The commissioners also noted that they had tried without success to elicit the real name of the property owner from Herbal Angels’ agents.
“I don’t want to contract with an entity that doesn’t exist,” said Commissioner Daniel Blough, who represents the Santa Maria Valley.
But mainly, Blough said, he was not convinced that a proposed vapor-control system of pipes around the greenhouses and along two corners of the property would work to reduce the smell of marijuana plants.
“If you can’t suppress odor at the property line, I’m not interested in approving the project,” he said.
Commissioner John Parke, who represents the Santa Ynez Valley and portions of the Lompoc Valley, said that a video submitted on Wednesday by John Stevens of Cebada Canyon was persuasive; it followed a truck as it repeatedly swerved across the yellow line on the narrow canyon road. Parke also praised a letter from Ramona Thomas, a U.S. Postal Service driver who delivers for rural routes, including Cebada Canyon.
“The growing cannabis traffic is worrisome because they don’t typically follow the speed limit and don’t yield,” Thomas wrote. “If the Herbal Angels project gets approved and large numbers of employee will be rushing to get to and from work, I fear for the safety of all delivery drivers whether it’s USPS or competitors.”
Finally, Parke had a warning for cannabis critics: “We should not take a ‘no’ vote on this project as a condemnation of this industry or an indication that we’re going to take the CUP (conditional use permit) as a ‘no’ vote. I think the industry has a place here in the county. I like the young people who are in it. But I don’t like the location on this project. This is a major industrial project … and these cannabis permits last forever. We gotta think about that.”
Sheiman and Wingard have 10 days from the commission’s final vote in which to file an appeal with the Board of Supervisors. Their lawyer, Rebecca Mendribil of Santa Rosa, did not respond to a request for comment this week.

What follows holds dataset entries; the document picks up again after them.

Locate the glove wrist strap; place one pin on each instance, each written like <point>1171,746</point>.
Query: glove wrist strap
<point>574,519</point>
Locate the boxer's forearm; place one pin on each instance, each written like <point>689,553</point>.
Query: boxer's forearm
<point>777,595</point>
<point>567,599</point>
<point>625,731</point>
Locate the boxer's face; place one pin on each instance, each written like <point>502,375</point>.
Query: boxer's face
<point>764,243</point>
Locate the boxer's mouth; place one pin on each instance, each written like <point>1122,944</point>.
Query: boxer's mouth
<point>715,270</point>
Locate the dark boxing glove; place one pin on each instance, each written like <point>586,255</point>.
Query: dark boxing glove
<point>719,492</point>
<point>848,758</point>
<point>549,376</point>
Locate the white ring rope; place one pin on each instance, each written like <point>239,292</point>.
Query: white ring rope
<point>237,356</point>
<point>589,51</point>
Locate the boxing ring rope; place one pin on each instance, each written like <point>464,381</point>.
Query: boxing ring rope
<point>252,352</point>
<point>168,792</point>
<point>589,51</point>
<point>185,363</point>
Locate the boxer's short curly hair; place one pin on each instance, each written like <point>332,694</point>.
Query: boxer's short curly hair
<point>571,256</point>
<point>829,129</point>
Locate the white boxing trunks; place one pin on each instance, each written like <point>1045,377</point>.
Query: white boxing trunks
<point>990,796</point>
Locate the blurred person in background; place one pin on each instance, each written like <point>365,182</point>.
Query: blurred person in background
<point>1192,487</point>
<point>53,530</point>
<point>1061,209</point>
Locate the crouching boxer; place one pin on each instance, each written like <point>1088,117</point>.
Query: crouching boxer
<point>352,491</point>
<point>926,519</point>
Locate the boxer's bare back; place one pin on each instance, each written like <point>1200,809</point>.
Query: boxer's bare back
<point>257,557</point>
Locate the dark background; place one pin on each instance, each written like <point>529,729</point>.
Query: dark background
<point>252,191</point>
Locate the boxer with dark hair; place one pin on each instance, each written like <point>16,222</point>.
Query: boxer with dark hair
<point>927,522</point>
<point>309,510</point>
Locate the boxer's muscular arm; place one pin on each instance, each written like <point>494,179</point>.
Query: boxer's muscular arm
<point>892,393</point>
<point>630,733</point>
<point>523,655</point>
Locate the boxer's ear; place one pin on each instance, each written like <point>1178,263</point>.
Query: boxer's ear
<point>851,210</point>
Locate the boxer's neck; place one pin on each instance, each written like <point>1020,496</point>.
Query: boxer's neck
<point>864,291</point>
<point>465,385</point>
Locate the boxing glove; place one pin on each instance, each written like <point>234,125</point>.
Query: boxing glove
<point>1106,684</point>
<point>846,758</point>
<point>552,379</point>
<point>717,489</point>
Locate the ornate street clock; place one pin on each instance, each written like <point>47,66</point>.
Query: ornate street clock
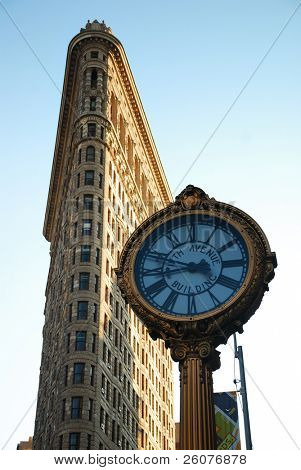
<point>194,273</point>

During the December raid on Herbal Angels, Sheriff’s deputies seized $1 million in alleged contraband. Court documents show that Sheiman has been charged with two felony counts of perjury and falsification of public records, for allegedly lying on an affidavit in which he claimed that Herbal Angels was a “legal, non-conforming” operation – that is, that he was growing medical marijuana there before 2016.
Sheiman and Wingard were each charged with two misdemeanors, for alleged cultivation of more than six cannabis plants and possession of marijuana for sale in violation of the state Health and Safety Code.
Herbal Angels has been suspended by the California Secretary of State for failure to pay Franchise Tax Board charges. In a claim filed on Jan. 15 in Santa Barbara County Superior Court, the state is seeking the forfeiture of $202,873 from Herbal Angels – cash that may have been found onsite during the raid.
Both the criminal and civil cases have been put on hold during the coronavirus pandemic and there are no dates for rescheduling, the county District Attorney’s office said this week.